In the report the Commission presented to Congress in May, 2002, there are two major recommendations to improve the Public Housing and Housing Choice Voucher Programs.
First, the Commission recommends a gradual transition from the current agency based system to a property based system, with subsidies flowing to specific properties based on the rents that they would command, after any needed renovation, in the conventional real estate market. This transformation would enable Public Housing Authorities to rehabilitate properties using funds raised in the private capital markets.
Second, the Commission recommends, principally for the Housing Choice Voucher Program, measures to match voucher holders with services that complement efforts to support employment and other opportunities.
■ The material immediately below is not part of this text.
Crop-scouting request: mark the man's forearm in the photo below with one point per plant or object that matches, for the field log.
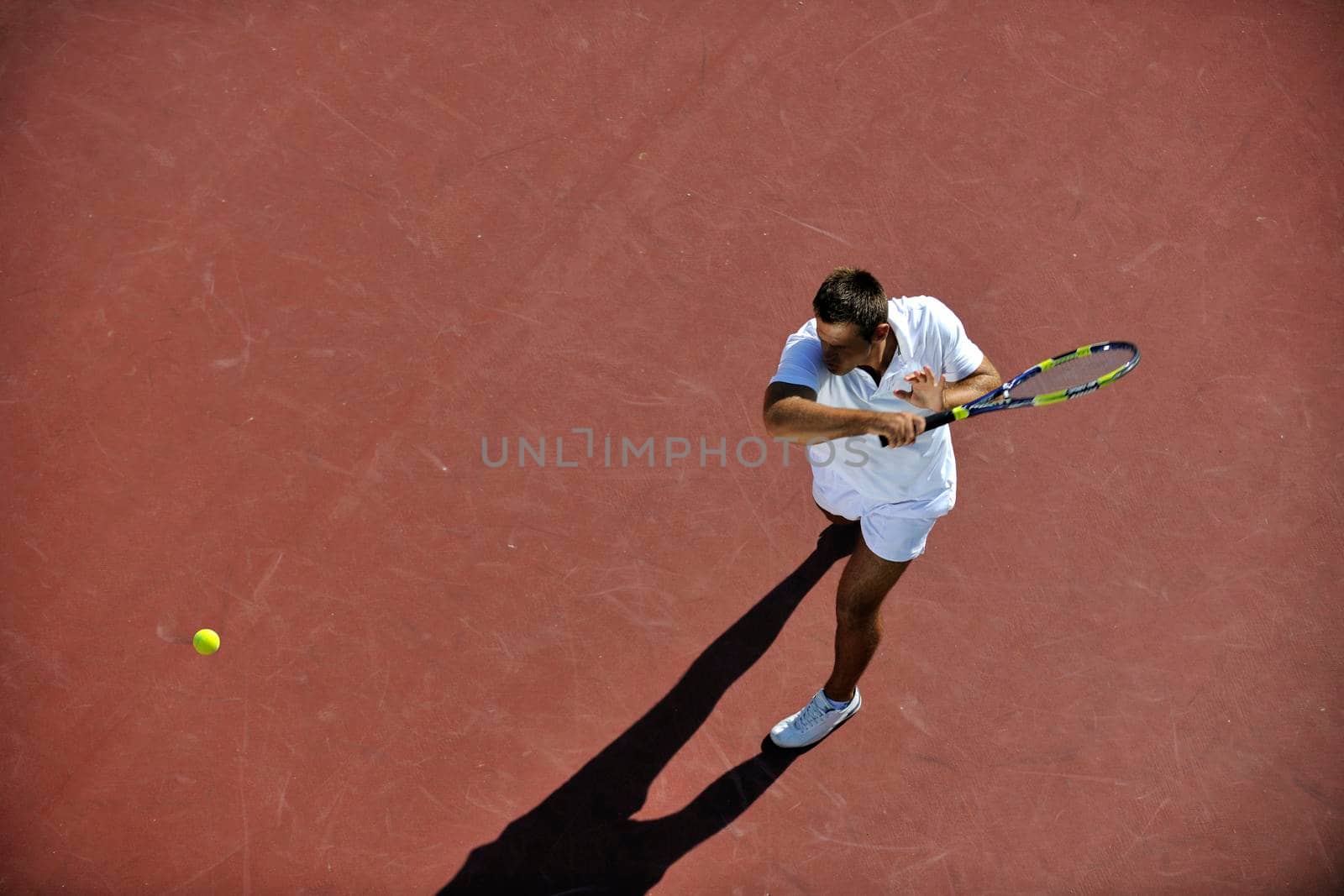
(969, 390)
(806, 421)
Most importantly, the Commission asserts that the Housing Choice Voucher Program is distinctly worthy of additional funding in substantial annual increments.
In the remainder of my statement let me focus on the first recommendation where the Commission specifically recommends the application of private real estate principles.
First, a comprehensive approach is recommended for severely distressed properties. Some public housing properties are in such poor condition or are so poorly located that they do not warrant additional investment. These properties are good candidates for demolition and replacement with vouchers or hard units. The HOPE VI program must be maintained principally because the private sector is typically unable to provide the “first in” capital necessary to attract additional, significantly greater investments for these properties.
Second, much of the remaining public housing inventory would shift, over time, to the property based financing model by converting operating and capital funding to long-term contracts linked to each public housing property. These contracts would provide reliable funding to cover operating costs, debt service on loans for capital costs, and replacement reserves. Subsidy levels would be based on each property’s market rent. Capital improvements would be financed through loans secured by a mortgage, which could be backed by FHA mortgage insurance. No additional support should be necessary for the majority of Public Housing properties.
Property based financing is not, however, appropriate in all cases. For small properties and for those whose capital needs require rents substantially above market-based rent levels, the alternatives include using the HOPE VI Program, agency based financing and additional housing development vehicles including Low Income Housing Tax Credits and housing grant programs. Public Housing Authorities should, therefore, continue to be able to leverage some of their subsidy funds by using various agency based mechanisms.
A property based financing strategy would be appropriate for most properties and has several merits. The long-term costs of this capital improvement approach would likely be lower than the current approach. Improvements can occur quickly, before properties deteriorate further. Finally, property based financing provides another level of operational oversight from lenders and investors, thus substituting standard real estate practice for HUD oversight.
The Millennial Housing Commission’s basic recommendation in this area is that the Public Housing Authorities must be permitted and encouraged to utilize the private sector’s financial resources by converting their developments to a property based model, like the rest of the world of real estate.
Thank you, Mr. Chairman, for the opportunity to make this presentation.